Mahesh has the right answer, you'd create a branch for each, and merge changes back from your trunk whenever you want to do the release.
I'll throw out some advise though: avoid doing this!
Inevitably, because you can customize the full code, you will. Even "UI changes" can cause issues -- if you modify the same piece of code in trunk and a client customized branch, it will cause a conflict that has to manually be resolved when you merge. As you get further along, changes will become more and more complicated, and your branches will get further apart from trunk, feeling more and more like a totally different product than a customization.
Consider the scenario: you need to introduce a new feature, or want to refactor an existing one to fix some bugs or just make it easier to maintain. This change however, will break existing code (eg other features). When you have a single code base, at least you can see where it will break, and what you need to do to fix it. When you have multiple branches that are all customized, that visualization is not possible.

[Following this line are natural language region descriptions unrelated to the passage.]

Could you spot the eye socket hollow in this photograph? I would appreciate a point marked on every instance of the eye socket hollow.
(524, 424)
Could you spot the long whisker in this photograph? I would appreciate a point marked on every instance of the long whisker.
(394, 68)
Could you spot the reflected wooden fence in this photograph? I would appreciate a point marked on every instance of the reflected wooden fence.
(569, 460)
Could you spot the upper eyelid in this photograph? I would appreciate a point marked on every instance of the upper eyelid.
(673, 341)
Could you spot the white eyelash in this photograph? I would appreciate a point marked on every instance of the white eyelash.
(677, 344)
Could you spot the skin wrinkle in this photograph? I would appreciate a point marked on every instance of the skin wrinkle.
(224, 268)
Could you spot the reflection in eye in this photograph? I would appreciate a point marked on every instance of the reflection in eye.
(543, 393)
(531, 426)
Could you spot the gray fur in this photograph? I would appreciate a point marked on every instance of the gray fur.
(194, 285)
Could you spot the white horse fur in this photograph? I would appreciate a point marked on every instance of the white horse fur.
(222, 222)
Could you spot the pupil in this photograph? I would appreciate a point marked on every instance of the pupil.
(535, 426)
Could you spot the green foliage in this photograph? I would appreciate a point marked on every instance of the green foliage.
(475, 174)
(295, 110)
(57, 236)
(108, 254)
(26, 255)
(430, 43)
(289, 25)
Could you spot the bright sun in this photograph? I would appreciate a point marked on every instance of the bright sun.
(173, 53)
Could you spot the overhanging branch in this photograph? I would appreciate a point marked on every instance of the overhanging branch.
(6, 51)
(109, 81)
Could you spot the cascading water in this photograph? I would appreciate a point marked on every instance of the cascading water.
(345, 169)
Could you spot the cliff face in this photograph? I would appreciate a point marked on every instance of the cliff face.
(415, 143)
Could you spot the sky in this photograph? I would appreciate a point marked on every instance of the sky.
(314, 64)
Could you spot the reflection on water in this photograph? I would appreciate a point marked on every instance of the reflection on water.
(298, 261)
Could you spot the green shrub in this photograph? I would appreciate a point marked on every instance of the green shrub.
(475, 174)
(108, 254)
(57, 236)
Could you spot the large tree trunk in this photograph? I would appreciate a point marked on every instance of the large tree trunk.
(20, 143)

A better alternative is to look at exactly what you need to do for all these clients, and build a framework to allow those customizations, while still keeping one code base.
If all you want to do is change the name in the title bar, and a couple images, just create a config file (.ini, or XML, or whatever) that allows you to specify those things. Your application reads it at startup. Now you have one codebase, and you just swap out the customization file for whatever client during deployment.
If you need to customize the layout of the GUI (typically called 'skinning') there are pre-built frameworks to help with that.
On the far end of the spectrum, if you REALLY need to provide code customizations, do it using a plugin architecture. Build interfaces that provide the basic API, and then for each client, build them a custom library that implements that interface but has the custom parts for each. You can put controls, code logic, etc in the libraries.
Details are beyond the scope of this question, but you can do pretty much anything with this, without having to get into the problems that multiple copies of (mostly) the same code will introduce.